Baltimore and Ohio Railroad

It was on February 28, 1827 that the Baltimore and Ohio (B&O) Railroad Company was incorporated in Maryland, A week later on March 8th the incorporation was confirmed by Virginia. By the 24th of April, the company’s first Board of Directors had been elected with Philip E. Thomas as its first President.

Construction began on July 4, 1828 and nearly two years later on May 24, 1830, the first section, from Baltimore to the town of Ellicott’s Mills (now called Ellicott City) opened. The original terminus in Ellicott City is the oldest surviving station in America and now is a museum where there is a 40-foot model train layout showing the original thirteen miles of track.

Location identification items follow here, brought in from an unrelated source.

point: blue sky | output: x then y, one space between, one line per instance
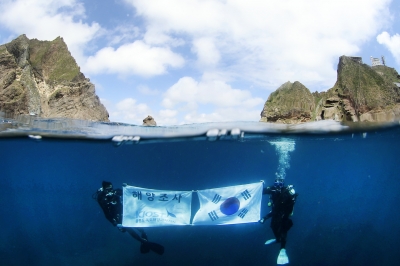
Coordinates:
194 61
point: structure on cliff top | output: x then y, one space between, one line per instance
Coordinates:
42 78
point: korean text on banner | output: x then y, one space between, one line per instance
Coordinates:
229 205
144 207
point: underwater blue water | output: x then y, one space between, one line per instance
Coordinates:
346 212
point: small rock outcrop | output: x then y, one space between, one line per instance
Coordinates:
149 121
361 93
42 78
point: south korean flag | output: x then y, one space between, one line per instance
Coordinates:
229 205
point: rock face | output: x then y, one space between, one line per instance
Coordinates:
291 103
42 78
149 121
361 93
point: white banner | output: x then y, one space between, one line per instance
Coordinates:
144 207
229 205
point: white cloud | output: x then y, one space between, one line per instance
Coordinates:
134 58
214 92
48 19
143 89
222 102
269 41
392 43
206 50
223 115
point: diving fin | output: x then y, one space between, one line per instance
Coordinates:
270 241
282 257
146 246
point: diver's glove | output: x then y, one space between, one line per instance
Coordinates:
282 257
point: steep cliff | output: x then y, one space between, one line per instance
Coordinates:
42 78
291 103
361 93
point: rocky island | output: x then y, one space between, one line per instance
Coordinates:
42 78
361 93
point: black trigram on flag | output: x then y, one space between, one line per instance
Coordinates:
213 215
246 195
216 198
243 213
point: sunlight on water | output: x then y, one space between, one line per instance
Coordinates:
283 147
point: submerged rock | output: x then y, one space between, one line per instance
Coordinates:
149 121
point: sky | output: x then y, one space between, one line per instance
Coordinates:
196 61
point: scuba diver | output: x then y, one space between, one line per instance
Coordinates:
282 200
110 201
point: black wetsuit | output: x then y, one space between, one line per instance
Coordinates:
110 201
282 208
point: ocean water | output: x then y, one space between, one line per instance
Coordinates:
347 179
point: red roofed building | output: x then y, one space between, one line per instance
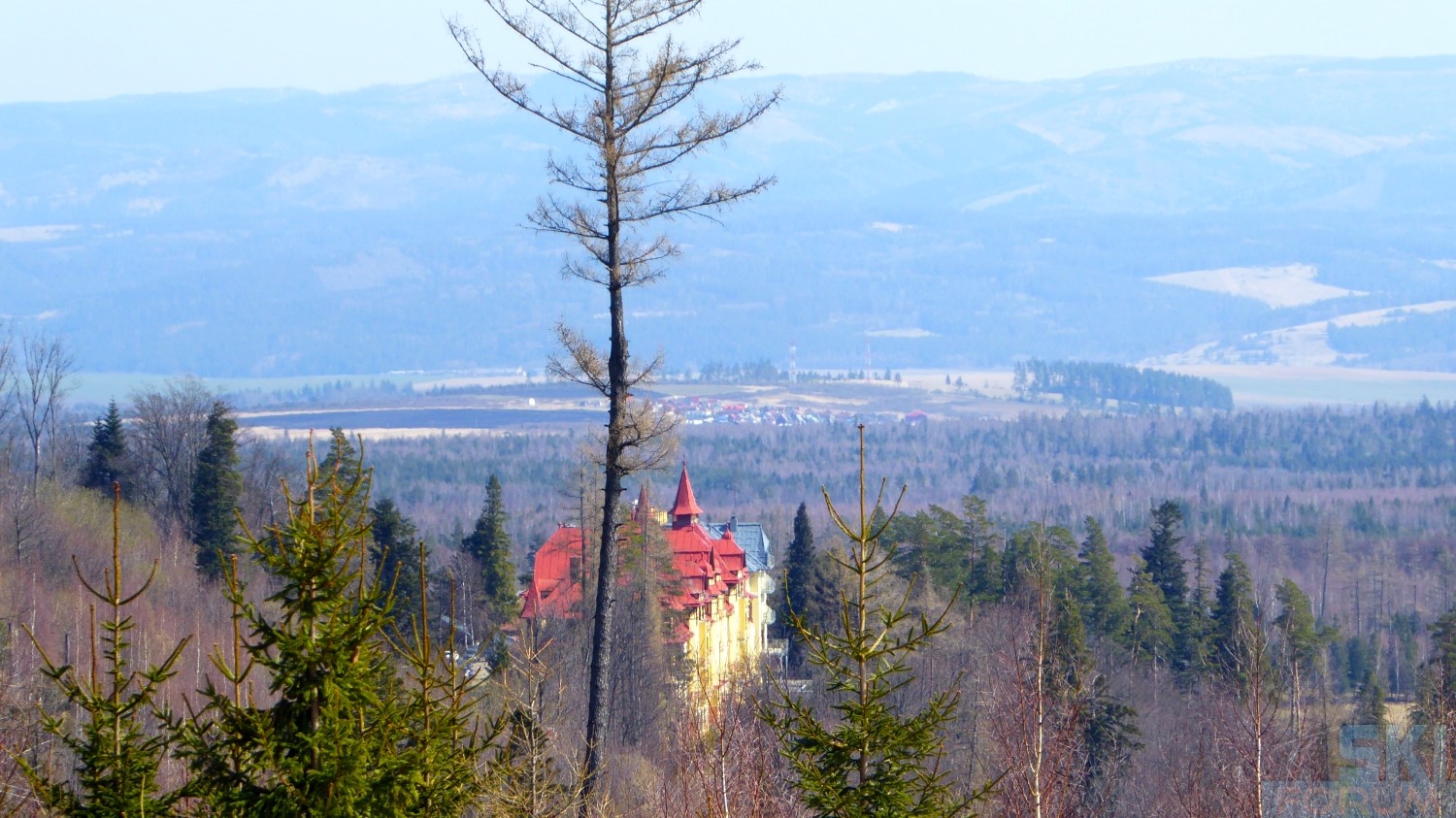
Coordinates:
722 605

Charles Carroll of Carrollton, one of the Maryland signers of the Declaration of Independence, laid the cornerstone of the Railway. The Carrollton Viaduct, the B&O’s first bridge and the world”s oldest railroad bridge still in use, was named for him.

The railroad was built to link the port of Baltimore in Maryland to the Ohio River at Wheeling and Parkersburg, Virginia, now West Virginia. The Baltimore harbor and the Ohio River were connected on the day before Christmas in 1852 when the line reached Wheeling.

On the same day as the groundbreaking for the B&O Railroad, the Chesapeake and Ohio Canal Company broke ground for the Chesapeake & Ohio (C&O) Canal. John Adams attended that groundbreaking. The 185 mile canal runs along the Potomac River from Alexandria, Virginia to Cumberland, Maryland.

Samuel Morse used the B&O Railroad right of way to send the first telegraph from the Capitol in Washington DC to Baltimore in 1844. The State of Maryland in 1833 chartered this spur of the railroad to Washington because of a demand for rail transportation between there and Baltimore.